The following table includes a reconciliation of forecasted net income attributable to AmeriGas Partners, L.P. to forecasted EBITDA and Adjusted EBITDA for the fiscal years ending September 30, 2012 and 2013:
   
Forecast Forecast
Fiscal Fiscal
Year Year
Ending Ending
September 30, September 30,
2012 2013
Net income attributable to AmeriGas Partners, L.P. (estimate) $ 5,000 $ 258,000
Interest expense (estimate) 145,000 165,000
Income tax expense (estimate) 3,000 4,000
Depreciation (estimate) 134,000 148,000
Amortization (estimate)   34,000   40,000
EBITDA $ 321,000 $ 615,000
Transition expenses (estimate) 50,000 20,000
Loss on extinguishment of debt (estimate)   14,000   -
Adjusted EBITDA (1) $ 385,000 $ 635,000
 
(1) Adjusted EBITDA is a non-GAAP financial measure. Management believes the presentation of this measure provides useful information to investors to more effectively evaluate the year-over-year results of operations of the Partnership.

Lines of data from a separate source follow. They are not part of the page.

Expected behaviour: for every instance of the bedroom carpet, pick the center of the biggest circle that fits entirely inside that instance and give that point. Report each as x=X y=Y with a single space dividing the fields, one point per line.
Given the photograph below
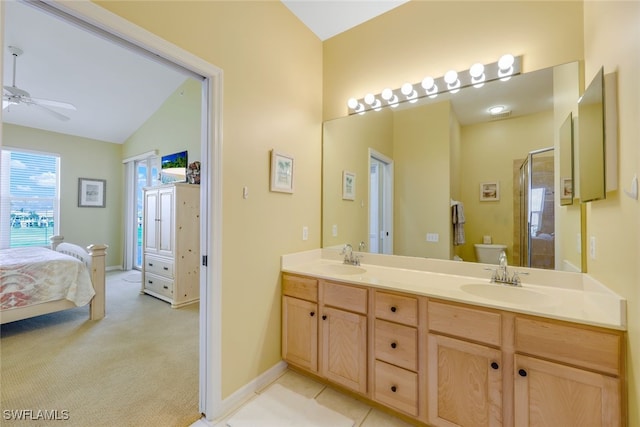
x=136 y=367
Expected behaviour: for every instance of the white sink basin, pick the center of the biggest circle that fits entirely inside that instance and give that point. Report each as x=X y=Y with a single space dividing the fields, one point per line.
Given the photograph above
x=508 y=294
x=342 y=269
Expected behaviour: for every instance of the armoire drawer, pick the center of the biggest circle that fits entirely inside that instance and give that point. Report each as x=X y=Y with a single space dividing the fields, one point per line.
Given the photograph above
x=159 y=285
x=396 y=344
x=159 y=266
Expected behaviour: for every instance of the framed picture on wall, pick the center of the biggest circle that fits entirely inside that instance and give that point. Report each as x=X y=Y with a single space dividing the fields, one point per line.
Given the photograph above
x=489 y=191
x=281 y=172
x=92 y=193
x=348 y=185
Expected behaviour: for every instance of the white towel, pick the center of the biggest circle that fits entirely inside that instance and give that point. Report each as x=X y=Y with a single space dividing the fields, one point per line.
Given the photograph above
x=458 y=224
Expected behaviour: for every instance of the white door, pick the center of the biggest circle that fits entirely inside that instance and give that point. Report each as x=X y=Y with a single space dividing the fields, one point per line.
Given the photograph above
x=381 y=203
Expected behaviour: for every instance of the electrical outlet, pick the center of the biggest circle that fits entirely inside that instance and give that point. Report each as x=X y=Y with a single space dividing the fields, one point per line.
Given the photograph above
x=433 y=237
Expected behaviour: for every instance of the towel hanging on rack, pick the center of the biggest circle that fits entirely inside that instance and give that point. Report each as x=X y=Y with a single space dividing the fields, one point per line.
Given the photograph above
x=458 y=219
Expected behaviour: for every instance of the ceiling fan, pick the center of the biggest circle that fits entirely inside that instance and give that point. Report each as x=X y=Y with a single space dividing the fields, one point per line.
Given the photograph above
x=13 y=95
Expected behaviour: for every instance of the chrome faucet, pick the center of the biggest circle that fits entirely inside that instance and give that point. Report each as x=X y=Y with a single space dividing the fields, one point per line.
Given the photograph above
x=501 y=274
x=349 y=257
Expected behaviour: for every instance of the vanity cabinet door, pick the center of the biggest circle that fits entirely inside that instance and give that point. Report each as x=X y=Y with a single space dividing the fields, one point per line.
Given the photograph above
x=552 y=394
x=344 y=348
x=464 y=383
x=300 y=332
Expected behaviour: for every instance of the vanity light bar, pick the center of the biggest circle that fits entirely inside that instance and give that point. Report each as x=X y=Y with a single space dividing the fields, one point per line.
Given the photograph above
x=477 y=75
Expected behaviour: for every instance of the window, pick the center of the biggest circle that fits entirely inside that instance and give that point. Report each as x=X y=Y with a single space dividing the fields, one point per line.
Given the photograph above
x=30 y=198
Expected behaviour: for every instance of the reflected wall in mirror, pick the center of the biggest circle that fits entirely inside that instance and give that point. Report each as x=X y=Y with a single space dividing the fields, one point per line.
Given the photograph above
x=591 y=152
x=439 y=151
x=565 y=160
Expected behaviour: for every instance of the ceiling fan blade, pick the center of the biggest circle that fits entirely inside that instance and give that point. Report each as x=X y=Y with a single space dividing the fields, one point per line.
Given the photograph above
x=50 y=103
x=51 y=112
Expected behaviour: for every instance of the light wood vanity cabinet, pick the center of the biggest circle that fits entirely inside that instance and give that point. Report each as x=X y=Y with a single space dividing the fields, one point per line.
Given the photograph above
x=465 y=366
x=567 y=375
x=325 y=330
x=452 y=364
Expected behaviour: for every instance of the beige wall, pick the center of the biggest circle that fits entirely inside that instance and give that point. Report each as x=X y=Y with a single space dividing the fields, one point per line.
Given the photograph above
x=174 y=127
x=80 y=158
x=431 y=37
x=272 y=68
x=612 y=40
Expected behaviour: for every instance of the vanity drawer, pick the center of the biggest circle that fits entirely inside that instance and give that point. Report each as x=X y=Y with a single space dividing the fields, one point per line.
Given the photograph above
x=396 y=308
x=158 y=284
x=346 y=297
x=300 y=287
x=159 y=266
x=396 y=387
x=396 y=344
x=465 y=322
x=588 y=348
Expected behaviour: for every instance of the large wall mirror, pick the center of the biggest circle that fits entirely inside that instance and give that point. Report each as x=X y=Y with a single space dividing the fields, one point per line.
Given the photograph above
x=414 y=167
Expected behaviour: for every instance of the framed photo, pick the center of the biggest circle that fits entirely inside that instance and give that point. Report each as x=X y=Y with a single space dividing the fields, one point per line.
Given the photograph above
x=281 y=172
x=348 y=185
x=566 y=186
x=92 y=193
x=489 y=191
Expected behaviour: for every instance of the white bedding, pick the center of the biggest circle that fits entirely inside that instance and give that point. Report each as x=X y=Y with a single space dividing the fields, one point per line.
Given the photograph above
x=31 y=276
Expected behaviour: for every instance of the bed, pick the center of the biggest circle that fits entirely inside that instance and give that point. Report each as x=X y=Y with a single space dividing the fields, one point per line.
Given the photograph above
x=36 y=281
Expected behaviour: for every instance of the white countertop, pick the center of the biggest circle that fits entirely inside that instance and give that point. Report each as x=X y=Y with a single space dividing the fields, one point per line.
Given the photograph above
x=574 y=297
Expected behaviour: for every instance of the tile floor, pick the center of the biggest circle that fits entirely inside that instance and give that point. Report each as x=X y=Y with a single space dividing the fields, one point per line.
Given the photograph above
x=362 y=414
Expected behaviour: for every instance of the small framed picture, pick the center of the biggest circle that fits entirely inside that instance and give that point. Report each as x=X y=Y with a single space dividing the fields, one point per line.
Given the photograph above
x=348 y=185
x=281 y=172
x=489 y=191
x=92 y=193
x=566 y=188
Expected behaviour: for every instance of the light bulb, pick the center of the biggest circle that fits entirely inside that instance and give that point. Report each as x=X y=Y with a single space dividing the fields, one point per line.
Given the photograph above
x=450 y=77
x=370 y=99
x=476 y=70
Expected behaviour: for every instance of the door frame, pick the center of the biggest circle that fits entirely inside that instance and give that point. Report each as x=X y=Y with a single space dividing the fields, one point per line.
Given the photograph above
x=95 y=18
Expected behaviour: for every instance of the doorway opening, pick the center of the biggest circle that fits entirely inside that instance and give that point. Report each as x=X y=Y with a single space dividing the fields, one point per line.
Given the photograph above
x=381 y=203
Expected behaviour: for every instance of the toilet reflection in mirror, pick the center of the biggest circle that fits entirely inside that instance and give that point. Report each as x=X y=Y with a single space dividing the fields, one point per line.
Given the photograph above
x=442 y=149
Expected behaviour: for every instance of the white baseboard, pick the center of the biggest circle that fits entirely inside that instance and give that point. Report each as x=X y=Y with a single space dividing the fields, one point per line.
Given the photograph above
x=244 y=393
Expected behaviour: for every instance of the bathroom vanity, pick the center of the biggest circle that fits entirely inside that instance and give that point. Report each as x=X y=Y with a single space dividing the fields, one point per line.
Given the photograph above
x=436 y=342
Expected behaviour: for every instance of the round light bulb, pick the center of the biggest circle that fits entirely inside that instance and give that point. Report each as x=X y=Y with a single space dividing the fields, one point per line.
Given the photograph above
x=428 y=83
x=476 y=70
x=506 y=61
x=369 y=99
x=407 y=89
x=451 y=76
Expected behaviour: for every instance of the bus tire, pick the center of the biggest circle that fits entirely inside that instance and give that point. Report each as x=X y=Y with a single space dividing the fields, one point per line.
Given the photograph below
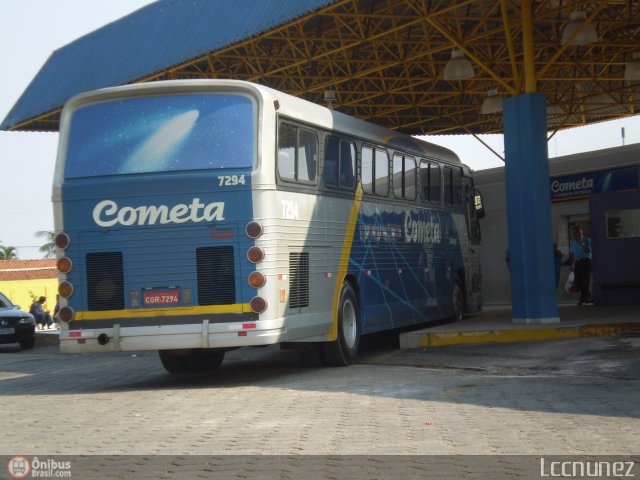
x=344 y=349
x=457 y=300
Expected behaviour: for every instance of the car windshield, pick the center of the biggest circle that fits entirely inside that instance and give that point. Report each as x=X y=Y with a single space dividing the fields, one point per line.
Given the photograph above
x=5 y=302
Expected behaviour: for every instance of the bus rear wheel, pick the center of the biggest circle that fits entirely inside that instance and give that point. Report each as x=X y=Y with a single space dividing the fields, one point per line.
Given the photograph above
x=344 y=349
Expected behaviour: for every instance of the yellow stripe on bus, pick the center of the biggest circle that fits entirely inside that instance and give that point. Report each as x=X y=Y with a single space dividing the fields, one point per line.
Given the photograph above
x=344 y=261
x=163 y=312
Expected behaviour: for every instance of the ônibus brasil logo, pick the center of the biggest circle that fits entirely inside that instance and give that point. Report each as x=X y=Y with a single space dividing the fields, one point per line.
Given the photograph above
x=18 y=467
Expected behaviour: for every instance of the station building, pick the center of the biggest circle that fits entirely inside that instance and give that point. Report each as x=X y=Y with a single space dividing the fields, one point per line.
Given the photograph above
x=596 y=190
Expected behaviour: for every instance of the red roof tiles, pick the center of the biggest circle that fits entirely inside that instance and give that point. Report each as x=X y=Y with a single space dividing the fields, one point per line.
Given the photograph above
x=27 y=269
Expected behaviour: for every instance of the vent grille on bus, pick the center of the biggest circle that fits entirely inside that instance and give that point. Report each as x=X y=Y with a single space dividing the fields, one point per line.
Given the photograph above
x=216 y=276
x=298 y=280
x=105 y=281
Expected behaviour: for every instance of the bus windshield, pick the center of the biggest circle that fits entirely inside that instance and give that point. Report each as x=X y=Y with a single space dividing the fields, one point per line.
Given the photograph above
x=161 y=134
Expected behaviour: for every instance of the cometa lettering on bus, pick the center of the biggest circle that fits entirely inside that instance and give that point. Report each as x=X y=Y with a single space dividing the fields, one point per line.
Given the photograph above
x=107 y=213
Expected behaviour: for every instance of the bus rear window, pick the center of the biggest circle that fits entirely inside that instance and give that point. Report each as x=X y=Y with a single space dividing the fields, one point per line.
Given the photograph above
x=161 y=134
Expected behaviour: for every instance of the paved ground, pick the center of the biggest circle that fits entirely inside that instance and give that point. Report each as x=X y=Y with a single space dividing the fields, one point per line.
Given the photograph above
x=570 y=397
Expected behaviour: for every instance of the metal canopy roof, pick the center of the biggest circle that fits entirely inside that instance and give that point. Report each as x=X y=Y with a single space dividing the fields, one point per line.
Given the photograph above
x=384 y=58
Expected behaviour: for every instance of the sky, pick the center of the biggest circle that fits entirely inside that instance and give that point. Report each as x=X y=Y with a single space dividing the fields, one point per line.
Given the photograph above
x=31 y=30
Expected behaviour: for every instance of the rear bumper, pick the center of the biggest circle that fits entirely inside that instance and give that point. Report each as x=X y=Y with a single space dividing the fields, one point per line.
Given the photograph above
x=117 y=338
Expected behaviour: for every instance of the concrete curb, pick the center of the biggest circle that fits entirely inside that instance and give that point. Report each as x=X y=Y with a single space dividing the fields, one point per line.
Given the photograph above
x=473 y=337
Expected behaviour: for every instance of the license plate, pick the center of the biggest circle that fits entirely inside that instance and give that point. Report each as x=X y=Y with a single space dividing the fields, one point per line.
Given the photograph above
x=169 y=297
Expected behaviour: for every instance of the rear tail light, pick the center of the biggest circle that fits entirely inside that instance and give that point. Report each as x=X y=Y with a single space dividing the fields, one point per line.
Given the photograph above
x=257 y=279
x=255 y=254
x=65 y=289
x=64 y=264
x=253 y=229
x=66 y=314
x=258 y=304
x=62 y=240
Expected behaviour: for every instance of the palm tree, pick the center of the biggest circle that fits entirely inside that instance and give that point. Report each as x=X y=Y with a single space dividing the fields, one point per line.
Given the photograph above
x=8 y=253
x=49 y=248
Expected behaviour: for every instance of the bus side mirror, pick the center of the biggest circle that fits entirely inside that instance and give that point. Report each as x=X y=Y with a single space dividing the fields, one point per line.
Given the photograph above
x=479 y=206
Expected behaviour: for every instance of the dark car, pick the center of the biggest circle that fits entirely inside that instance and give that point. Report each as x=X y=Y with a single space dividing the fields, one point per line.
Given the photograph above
x=16 y=326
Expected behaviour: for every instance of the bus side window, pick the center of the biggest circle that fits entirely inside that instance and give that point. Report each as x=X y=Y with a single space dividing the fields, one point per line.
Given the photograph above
x=287 y=152
x=307 y=156
x=367 y=170
x=339 y=163
x=453 y=185
x=347 y=165
x=404 y=177
x=381 y=173
x=435 y=183
x=430 y=181
x=331 y=159
x=410 y=180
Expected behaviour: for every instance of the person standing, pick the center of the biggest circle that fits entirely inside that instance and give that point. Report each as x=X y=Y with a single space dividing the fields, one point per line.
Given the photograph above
x=42 y=316
x=581 y=255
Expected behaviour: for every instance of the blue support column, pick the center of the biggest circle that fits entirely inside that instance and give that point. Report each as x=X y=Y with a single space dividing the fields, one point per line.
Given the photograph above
x=533 y=279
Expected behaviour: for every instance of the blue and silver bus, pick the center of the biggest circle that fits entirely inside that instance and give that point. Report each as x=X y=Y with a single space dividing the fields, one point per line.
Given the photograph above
x=194 y=217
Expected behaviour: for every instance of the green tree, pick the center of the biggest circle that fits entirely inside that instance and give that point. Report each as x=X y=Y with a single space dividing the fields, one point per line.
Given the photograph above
x=49 y=248
x=8 y=253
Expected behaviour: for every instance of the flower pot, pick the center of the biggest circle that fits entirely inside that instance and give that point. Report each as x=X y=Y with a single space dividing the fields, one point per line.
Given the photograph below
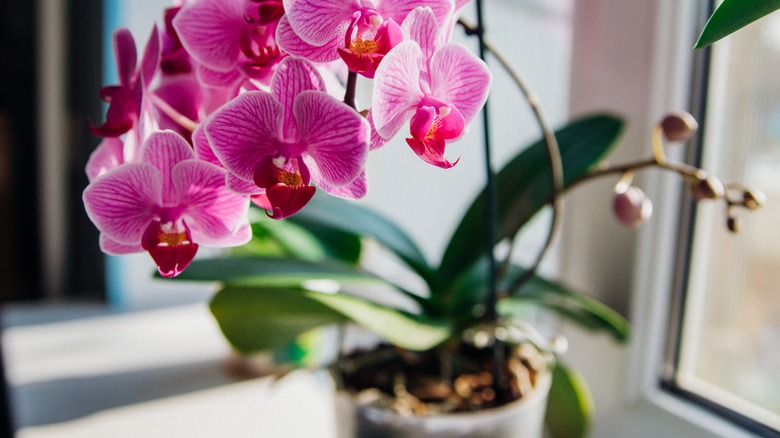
x=522 y=418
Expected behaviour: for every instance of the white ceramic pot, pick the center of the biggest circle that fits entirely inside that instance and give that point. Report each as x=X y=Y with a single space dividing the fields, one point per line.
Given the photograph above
x=521 y=419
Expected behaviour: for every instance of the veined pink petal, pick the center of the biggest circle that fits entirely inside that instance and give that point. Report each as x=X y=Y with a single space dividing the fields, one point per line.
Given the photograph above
x=202 y=148
x=183 y=93
x=421 y=27
x=126 y=56
x=212 y=212
x=317 y=21
x=376 y=140
x=218 y=79
x=238 y=185
x=151 y=58
x=460 y=78
x=112 y=247
x=107 y=156
x=163 y=150
x=210 y=29
x=291 y=42
x=293 y=75
x=121 y=202
x=354 y=190
x=399 y=9
x=244 y=131
x=336 y=137
x=397 y=88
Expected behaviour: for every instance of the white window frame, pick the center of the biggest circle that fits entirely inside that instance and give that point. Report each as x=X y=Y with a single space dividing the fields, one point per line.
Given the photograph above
x=636 y=59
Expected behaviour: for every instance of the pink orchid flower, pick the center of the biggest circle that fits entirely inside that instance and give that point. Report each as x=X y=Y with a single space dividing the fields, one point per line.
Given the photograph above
x=438 y=88
x=126 y=99
x=361 y=32
x=293 y=135
x=231 y=40
x=166 y=204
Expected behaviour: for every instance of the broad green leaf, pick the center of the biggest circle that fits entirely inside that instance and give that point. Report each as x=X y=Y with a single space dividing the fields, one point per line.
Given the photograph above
x=523 y=187
x=733 y=15
x=574 y=306
x=338 y=214
x=569 y=404
x=271 y=270
x=255 y=318
x=397 y=327
x=261 y=319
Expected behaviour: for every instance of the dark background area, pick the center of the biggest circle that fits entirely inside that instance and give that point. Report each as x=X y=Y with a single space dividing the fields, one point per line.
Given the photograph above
x=21 y=272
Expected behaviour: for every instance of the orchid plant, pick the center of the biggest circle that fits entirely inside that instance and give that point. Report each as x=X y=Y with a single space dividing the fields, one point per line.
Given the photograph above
x=239 y=111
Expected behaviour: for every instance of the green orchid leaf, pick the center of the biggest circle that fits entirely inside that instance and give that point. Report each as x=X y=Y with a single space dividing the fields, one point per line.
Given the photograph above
x=574 y=306
x=569 y=404
x=262 y=318
x=272 y=270
x=332 y=213
x=733 y=15
x=523 y=188
x=400 y=328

Management uses Adjusted EBITDA to exclude from AmeriGas Partners' EBITDA gains and losses that competitors do not necessarily have to provide additional insight into the comparison of year-over-year profitability to that of other master limited partnerships. This measure is not comparable to measures used by other entities and should only be considered in conjunction with net income attributable to AmeriGas Partners, L.P. for the relevant periods.